Although frank immunosuppression highly increases the risk of PML, it may be that mild or transient immune dysfunction impairs the ability to mount a T cell response against the JCV, which can predispose to JCV neurotropic infection (Tan and Koralnik 2010). These observations posit the question whether productive infection requires multiple alterations in the immune surveillance of the JC virus. Differences in the virus infectivity and host immune response may lead to a variation in the productive infection that leads to rare cases of an already rare disease. JCV exists in two different forms: the one that is transmitted between individuals producing infection during early childhood (archetype) and the one that evolves from the archetype and produces PML (neurotropic). The transformation of this virus to neurotropic is due to mutations or deletions in the noncoding control region (NCCR) that may occur in hematological cells that migrate to the brain (Wollebo et al. 2015). Therefore, a variable degree of dysfunction in the immune surveillance during different aspects of the virus evolution results in transformation and productive infection, which may help to explain rare cases of PML in individuals with no apparent immunosuppression.

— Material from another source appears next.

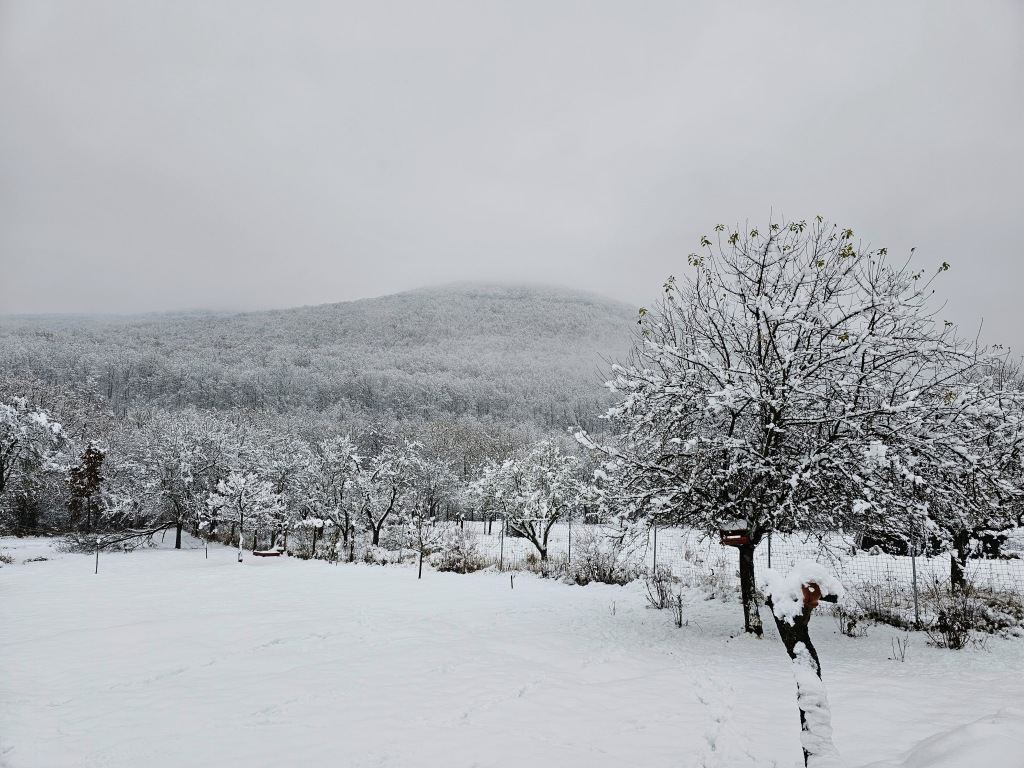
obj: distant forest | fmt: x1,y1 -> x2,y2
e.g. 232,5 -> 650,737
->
0,285 -> 636,432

In conclusion, the increasing identification of PML in patients without classic immunosuppression, and the recognition of the expanded spectrum of JCV-associated diseases, will increase the early diagnosis and treatment of patients at risk. Clinicians with patients at risk should have a high index of suspicion for JCV-associated disease. Special attention to CD4 and CD8 numbers and MRI imaging looking for features of new T2 hyperintensities and changes in cerebellum is critical. Lastly, JCV PCR in CSF and biopsy can aid in diagnosis. The occurrence of neurological syndromes suggestive of progressive cortical, subcortical, or meningeal symptoms in patients who are immunocompetent yet at high risk should alert clinicians to promptly investigate JCV-associated neurological diseases.